Comunicato conclusivo del campeggio “Fermare l’escalation”.
Si è concluso positivamente il campeggio “Fermare l’Escalation”, tenutosi in località “Tre Pini” dal 13 al 16 Luglio, che è stato attraversato da centinaia di persone di realtà associative, collettive, sindacali, sociali e politiche, provenienti dalle città, dallo stivale e dalle isole.

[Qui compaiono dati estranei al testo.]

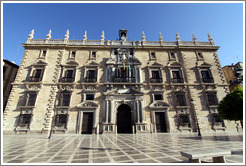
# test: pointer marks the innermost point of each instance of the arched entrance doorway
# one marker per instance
(124, 119)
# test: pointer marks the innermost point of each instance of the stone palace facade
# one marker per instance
(100, 86)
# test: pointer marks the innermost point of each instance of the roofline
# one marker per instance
(11, 63)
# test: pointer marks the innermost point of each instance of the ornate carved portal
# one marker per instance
(124, 119)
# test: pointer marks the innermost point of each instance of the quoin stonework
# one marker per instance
(101, 86)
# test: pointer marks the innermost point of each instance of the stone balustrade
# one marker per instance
(117, 43)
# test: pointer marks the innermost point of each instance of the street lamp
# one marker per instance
(197, 124)
(53, 119)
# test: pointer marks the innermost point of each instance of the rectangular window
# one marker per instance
(89, 96)
(90, 76)
(217, 121)
(65, 99)
(156, 76)
(31, 99)
(152, 55)
(181, 99)
(61, 120)
(4, 71)
(73, 54)
(212, 98)
(206, 76)
(199, 55)
(37, 75)
(69, 75)
(93, 55)
(177, 77)
(158, 96)
(184, 120)
(24, 120)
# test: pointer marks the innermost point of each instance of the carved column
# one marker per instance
(137, 110)
(111, 111)
(140, 74)
(106, 111)
(135, 74)
(142, 111)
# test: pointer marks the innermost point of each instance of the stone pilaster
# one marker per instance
(52, 96)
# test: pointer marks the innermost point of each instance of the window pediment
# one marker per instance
(174, 65)
(91, 64)
(71, 63)
(123, 91)
(204, 65)
(159, 105)
(87, 104)
(40, 63)
(153, 64)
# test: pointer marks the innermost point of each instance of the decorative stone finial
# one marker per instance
(67, 35)
(194, 37)
(30, 36)
(48, 35)
(143, 36)
(85, 36)
(210, 38)
(102, 36)
(177, 36)
(160, 37)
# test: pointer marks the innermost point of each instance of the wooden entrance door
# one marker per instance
(124, 119)
(160, 122)
(87, 123)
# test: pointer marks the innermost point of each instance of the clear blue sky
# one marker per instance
(224, 21)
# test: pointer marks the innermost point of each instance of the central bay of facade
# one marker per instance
(85, 86)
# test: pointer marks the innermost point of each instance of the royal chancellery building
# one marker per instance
(121, 86)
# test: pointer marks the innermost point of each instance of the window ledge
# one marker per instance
(180, 107)
(64, 107)
(27, 107)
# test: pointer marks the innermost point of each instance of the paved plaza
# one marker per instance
(121, 148)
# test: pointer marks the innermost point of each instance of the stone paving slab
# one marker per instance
(121, 148)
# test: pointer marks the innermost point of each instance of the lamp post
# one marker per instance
(53, 119)
(197, 124)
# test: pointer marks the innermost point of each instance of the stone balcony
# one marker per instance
(117, 43)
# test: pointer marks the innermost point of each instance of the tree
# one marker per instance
(231, 106)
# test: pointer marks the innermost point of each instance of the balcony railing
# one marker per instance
(67, 79)
(124, 79)
(90, 79)
(208, 80)
(35, 79)
(177, 80)
(156, 80)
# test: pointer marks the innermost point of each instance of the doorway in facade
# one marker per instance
(87, 123)
(124, 119)
(160, 121)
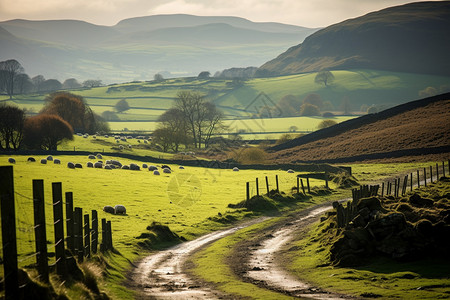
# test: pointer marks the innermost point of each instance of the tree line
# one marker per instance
(63, 113)
(14, 80)
(191, 121)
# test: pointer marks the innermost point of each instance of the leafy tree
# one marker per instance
(173, 121)
(51, 85)
(324, 77)
(23, 84)
(12, 120)
(73, 109)
(122, 105)
(90, 83)
(46, 132)
(158, 77)
(308, 109)
(9, 70)
(71, 83)
(326, 123)
(37, 82)
(204, 75)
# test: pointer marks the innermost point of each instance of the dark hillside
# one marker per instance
(409, 38)
(414, 128)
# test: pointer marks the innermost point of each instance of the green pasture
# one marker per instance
(147, 197)
(148, 99)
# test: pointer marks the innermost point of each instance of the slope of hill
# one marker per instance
(408, 38)
(138, 48)
(412, 129)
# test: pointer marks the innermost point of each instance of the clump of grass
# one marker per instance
(158, 236)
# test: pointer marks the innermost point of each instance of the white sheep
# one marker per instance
(108, 209)
(135, 167)
(120, 210)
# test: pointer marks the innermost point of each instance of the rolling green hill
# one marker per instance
(408, 38)
(360, 88)
(138, 48)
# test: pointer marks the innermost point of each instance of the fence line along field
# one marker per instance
(147, 197)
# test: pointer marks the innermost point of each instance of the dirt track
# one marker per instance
(162, 275)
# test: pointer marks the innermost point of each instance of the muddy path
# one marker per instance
(162, 275)
(259, 260)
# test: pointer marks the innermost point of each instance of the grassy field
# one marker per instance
(149, 99)
(147, 197)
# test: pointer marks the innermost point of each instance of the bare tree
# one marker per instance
(11, 127)
(9, 71)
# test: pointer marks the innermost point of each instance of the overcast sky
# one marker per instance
(308, 13)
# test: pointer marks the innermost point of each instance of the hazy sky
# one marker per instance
(308, 13)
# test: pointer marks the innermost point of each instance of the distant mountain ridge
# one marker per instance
(410, 38)
(137, 48)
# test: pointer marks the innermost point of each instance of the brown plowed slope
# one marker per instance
(419, 131)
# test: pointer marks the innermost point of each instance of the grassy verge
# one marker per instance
(378, 277)
(210, 264)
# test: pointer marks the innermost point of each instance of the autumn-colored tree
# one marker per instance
(73, 109)
(326, 123)
(11, 127)
(46, 132)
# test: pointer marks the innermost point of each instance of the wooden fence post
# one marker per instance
(425, 176)
(94, 231)
(303, 187)
(87, 237)
(78, 232)
(40, 234)
(104, 244)
(59, 229)
(257, 187)
(69, 222)
(9, 243)
(431, 174)
(108, 226)
(248, 190)
(418, 179)
(411, 183)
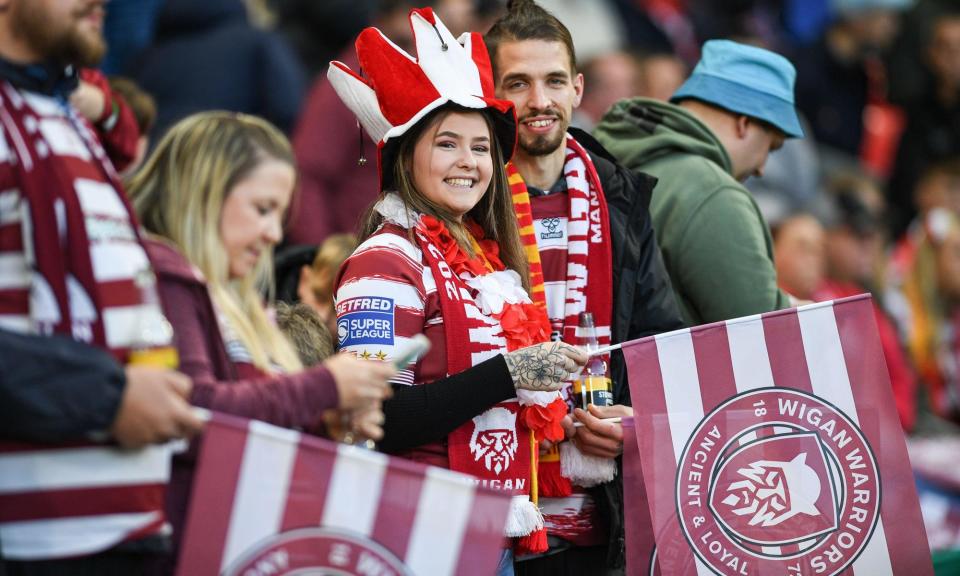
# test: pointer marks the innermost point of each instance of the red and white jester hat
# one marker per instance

Il campeggio è stato possibile grazie all’impegno di decine di militanti e decine di partecipanti che per tutta la settimana hanno lavorato per rendere accessibili e attraversabili i terreni dell’Università di Pisa. Sono stati predisposti bagni, docce, ponti sui fossi. Sono stati cucinati e serviti più di 900 pasti avendo cura e rispetto dell’ambiente. Centinaia di persone ogni giorno hanno potuto usufruire degli spazi del campeggio immerso all’interno del Parco Naturale ed esplorare la militarizzazione di quello stesso territorio in gran parte inaccessibile.
Rintracciare la produzione, riproduzione e decifrare la filiera bellica in ogni tassello che impatta sulla vita quotidiana delle persone è stato il motore del campeggio che ha avuto l’ambizione di immaginare un mondo senza filo spinato e senza guerre a partire dal blocco e dallo scardinamento della cultura militare in ogni sua forma.

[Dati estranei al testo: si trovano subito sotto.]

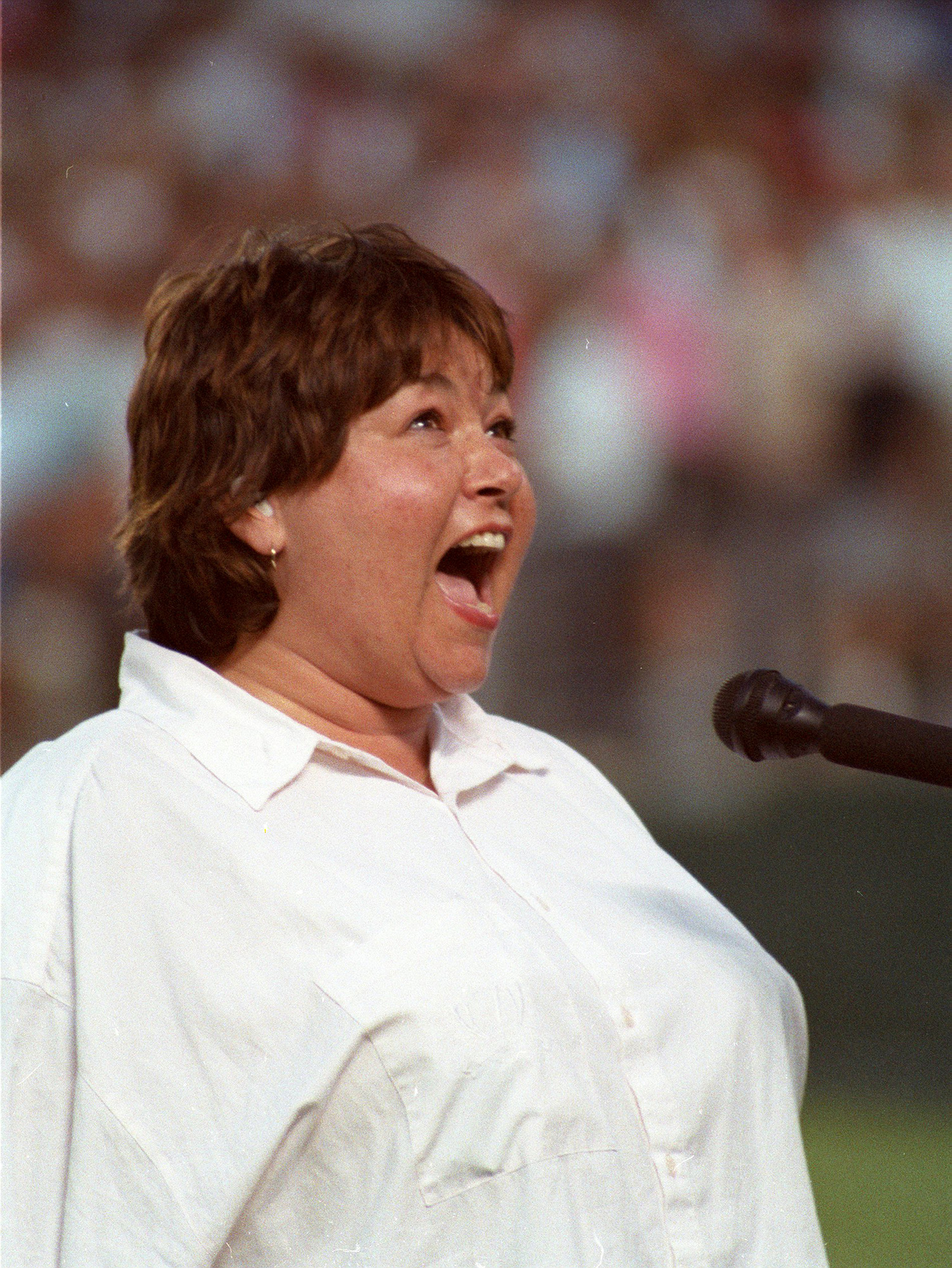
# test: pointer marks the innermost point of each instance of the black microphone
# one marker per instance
(762, 715)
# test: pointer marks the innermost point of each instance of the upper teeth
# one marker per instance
(485, 542)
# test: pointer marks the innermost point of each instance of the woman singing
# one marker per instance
(310, 962)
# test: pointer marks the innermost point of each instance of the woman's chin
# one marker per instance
(458, 671)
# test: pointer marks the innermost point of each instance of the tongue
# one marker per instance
(460, 590)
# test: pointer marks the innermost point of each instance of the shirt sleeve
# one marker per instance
(39, 1034)
(39, 1094)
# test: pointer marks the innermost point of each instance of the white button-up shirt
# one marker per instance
(271, 1002)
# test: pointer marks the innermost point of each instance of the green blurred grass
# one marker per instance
(882, 1172)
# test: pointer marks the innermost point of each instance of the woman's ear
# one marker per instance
(262, 528)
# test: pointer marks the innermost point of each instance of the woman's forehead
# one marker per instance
(452, 359)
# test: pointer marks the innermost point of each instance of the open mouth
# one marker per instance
(465, 574)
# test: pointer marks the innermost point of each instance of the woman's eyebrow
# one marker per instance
(435, 380)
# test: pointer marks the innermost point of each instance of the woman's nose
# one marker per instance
(491, 472)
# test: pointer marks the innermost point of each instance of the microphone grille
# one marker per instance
(737, 704)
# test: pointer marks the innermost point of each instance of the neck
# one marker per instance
(288, 682)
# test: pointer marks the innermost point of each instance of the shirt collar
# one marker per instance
(257, 750)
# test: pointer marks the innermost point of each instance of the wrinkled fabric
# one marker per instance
(269, 1002)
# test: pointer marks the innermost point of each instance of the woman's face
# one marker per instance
(368, 592)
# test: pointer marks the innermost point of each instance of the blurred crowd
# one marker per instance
(722, 231)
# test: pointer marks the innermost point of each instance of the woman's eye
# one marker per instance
(505, 428)
(425, 422)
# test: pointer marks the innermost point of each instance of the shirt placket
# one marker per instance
(653, 1097)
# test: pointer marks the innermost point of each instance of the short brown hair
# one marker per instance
(255, 366)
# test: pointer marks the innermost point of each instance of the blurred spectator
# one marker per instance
(714, 226)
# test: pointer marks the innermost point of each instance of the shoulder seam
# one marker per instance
(36, 986)
(139, 1146)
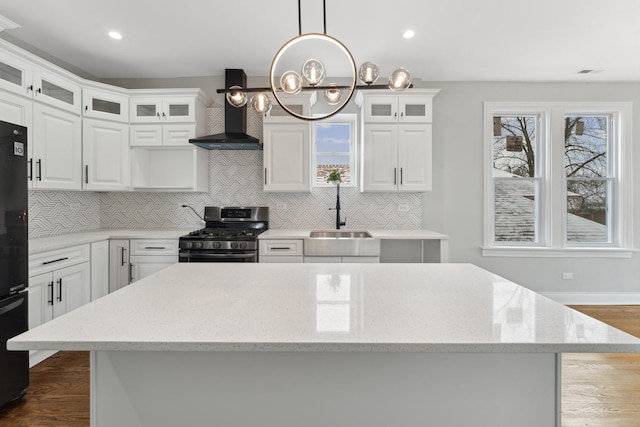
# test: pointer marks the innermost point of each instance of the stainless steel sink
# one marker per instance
(340, 234)
(341, 243)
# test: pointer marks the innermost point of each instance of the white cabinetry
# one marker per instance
(151, 255)
(99, 269)
(59, 282)
(106, 155)
(119, 267)
(397, 141)
(162, 122)
(280, 250)
(23, 77)
(287, 155)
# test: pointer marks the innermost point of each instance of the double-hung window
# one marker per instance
(335, 149)
(557, 179)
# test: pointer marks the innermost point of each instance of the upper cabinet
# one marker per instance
(397, 109)
(27, 79)
(396, 141)
(105, 105)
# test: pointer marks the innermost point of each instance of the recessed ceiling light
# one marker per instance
(408, 34)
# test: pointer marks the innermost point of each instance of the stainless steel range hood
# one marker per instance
(235, 135)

In questi quattro giorni, densi di discussioni, iniziative e relazione, abbiamo affrontato i differenti nodi in cui la militarizzazione si esprime e abbiamo esplorato in modo composito e approfondito i legami tra il violento e rapido processo di escalation bellica con il cambiamento climatico, le devastazioni ambientali, le occupazioni militari, la cultura e l’economia di guerra, l’industria bellica e le ricadute sul piano sociale e lavorativo.

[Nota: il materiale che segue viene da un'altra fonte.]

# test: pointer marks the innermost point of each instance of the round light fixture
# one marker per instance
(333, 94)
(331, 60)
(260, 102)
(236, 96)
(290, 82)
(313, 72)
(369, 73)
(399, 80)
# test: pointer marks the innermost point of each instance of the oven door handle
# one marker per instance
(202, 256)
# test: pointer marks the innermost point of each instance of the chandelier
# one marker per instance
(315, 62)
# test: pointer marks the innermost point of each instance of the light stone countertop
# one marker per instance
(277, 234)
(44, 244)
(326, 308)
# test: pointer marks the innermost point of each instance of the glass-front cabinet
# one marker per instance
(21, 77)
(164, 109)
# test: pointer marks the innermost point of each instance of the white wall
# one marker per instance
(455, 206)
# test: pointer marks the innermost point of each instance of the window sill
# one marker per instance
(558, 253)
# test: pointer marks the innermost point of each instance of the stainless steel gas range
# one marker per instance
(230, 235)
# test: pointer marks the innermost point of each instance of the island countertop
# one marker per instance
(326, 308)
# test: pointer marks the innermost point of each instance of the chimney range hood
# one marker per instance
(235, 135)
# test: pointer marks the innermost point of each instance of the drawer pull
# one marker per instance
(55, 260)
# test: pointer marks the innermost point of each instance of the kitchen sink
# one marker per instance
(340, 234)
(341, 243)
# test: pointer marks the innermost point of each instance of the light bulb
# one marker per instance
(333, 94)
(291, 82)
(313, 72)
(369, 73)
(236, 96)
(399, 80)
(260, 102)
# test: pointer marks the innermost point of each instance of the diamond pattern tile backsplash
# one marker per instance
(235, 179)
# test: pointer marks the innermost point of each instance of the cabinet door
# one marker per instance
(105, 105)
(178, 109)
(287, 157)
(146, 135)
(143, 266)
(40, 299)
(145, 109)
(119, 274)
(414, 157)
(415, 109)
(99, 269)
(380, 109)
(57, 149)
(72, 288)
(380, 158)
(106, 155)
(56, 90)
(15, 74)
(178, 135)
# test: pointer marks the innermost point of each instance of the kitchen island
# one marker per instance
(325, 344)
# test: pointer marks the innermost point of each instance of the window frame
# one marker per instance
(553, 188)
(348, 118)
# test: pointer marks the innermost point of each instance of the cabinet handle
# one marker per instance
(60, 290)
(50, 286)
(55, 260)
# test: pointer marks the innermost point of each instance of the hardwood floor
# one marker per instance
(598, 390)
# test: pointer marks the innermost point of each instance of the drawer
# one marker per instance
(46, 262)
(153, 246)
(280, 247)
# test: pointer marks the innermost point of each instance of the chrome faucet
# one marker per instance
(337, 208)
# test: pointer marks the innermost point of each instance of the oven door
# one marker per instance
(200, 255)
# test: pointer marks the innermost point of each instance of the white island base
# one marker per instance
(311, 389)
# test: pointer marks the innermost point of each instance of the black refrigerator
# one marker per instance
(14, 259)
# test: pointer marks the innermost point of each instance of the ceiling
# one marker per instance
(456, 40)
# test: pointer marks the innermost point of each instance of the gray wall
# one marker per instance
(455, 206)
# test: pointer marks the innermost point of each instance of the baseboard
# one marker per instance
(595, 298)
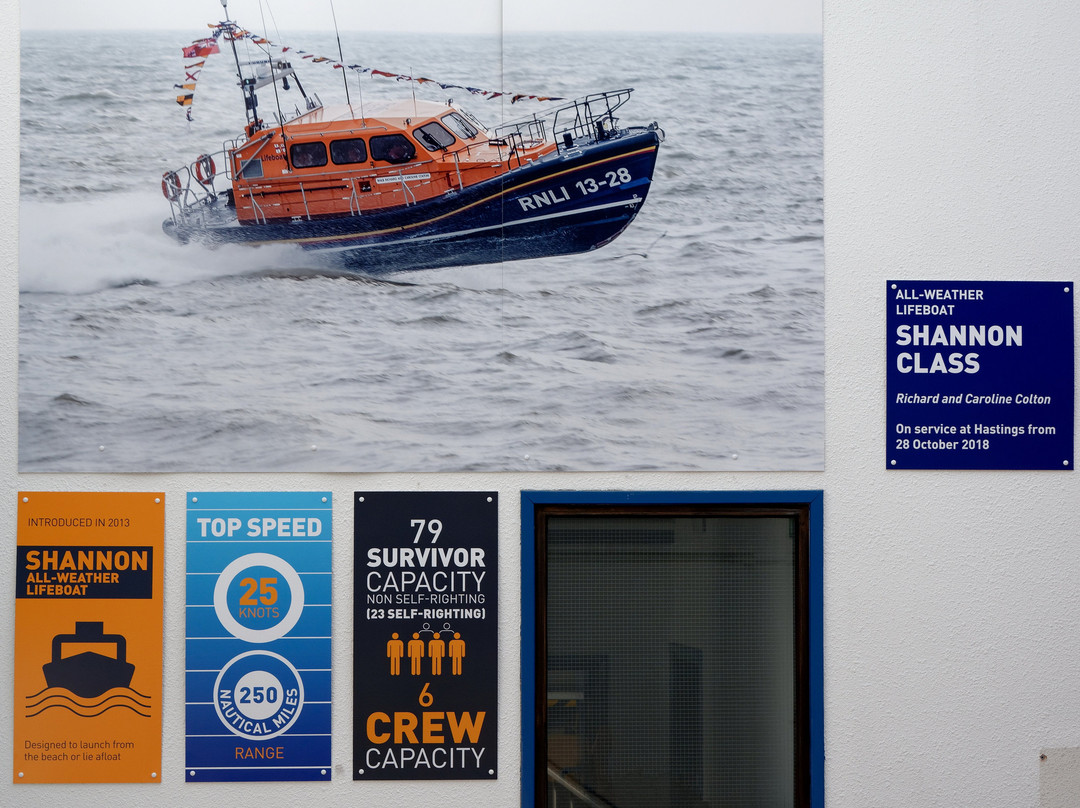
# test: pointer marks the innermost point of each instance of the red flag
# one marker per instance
(201, 48)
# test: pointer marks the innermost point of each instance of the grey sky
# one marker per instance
(434, 15)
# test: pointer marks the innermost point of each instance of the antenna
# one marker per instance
(345, 78)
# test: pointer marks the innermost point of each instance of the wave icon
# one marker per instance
(58, 698)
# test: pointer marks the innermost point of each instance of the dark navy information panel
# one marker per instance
(258, 636)
(980, 375)
(426, 663)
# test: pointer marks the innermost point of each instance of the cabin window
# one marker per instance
(308, 155)
(346, 152)
(392, 148)
(433, 136)
(251, 169)
(460, 125)
(672, 648)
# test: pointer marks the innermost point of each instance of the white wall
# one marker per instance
(952, 616)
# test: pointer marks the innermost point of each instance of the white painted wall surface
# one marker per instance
(952, 614)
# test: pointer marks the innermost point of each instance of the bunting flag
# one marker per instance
(202, 48)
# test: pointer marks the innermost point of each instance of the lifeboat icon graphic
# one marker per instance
(89, 674)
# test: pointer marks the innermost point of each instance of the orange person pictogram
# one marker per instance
(395, 649)
(436, 649)
(415, 654)
(457, 654)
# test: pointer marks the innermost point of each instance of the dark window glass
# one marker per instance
(252, 170)
(392, 148)
(433, 136)
(672, 657)
(308, 155)
(459, 124)
(346, 152)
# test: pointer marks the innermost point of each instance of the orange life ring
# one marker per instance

Abbiamo visto che è possibile bloccare, o almeno ostacolare, l’escalation nei luoghi della formazione, dalle scuole dell’infanzia alla ricerca, dove la guerra trova la sua legittimazione culturale, la produzione di nuove tecnologie e in cui radica le sue pratiche di arruolamento; nei territori che il capitalismo fossile depreda e svuota in funzione di nuove infrastrutture energetiche, che coincidono sistematicamente con gli investimenti militari nella costruzione di hub di guerra; sui posti di lavoro, dove i salari sono insufficienti a sostenere il carovita e il caro affitti dettati dall’inflazione; nei porti e gli aeroporti, snodi logistici del transito di armi; Nelle case, dove il lavoro di cura rende possibile la riproduzione delle dinamiche belliciste; Nell’investimento dei fondi pubblici per il riarmo e il sostegno all’industria bellica.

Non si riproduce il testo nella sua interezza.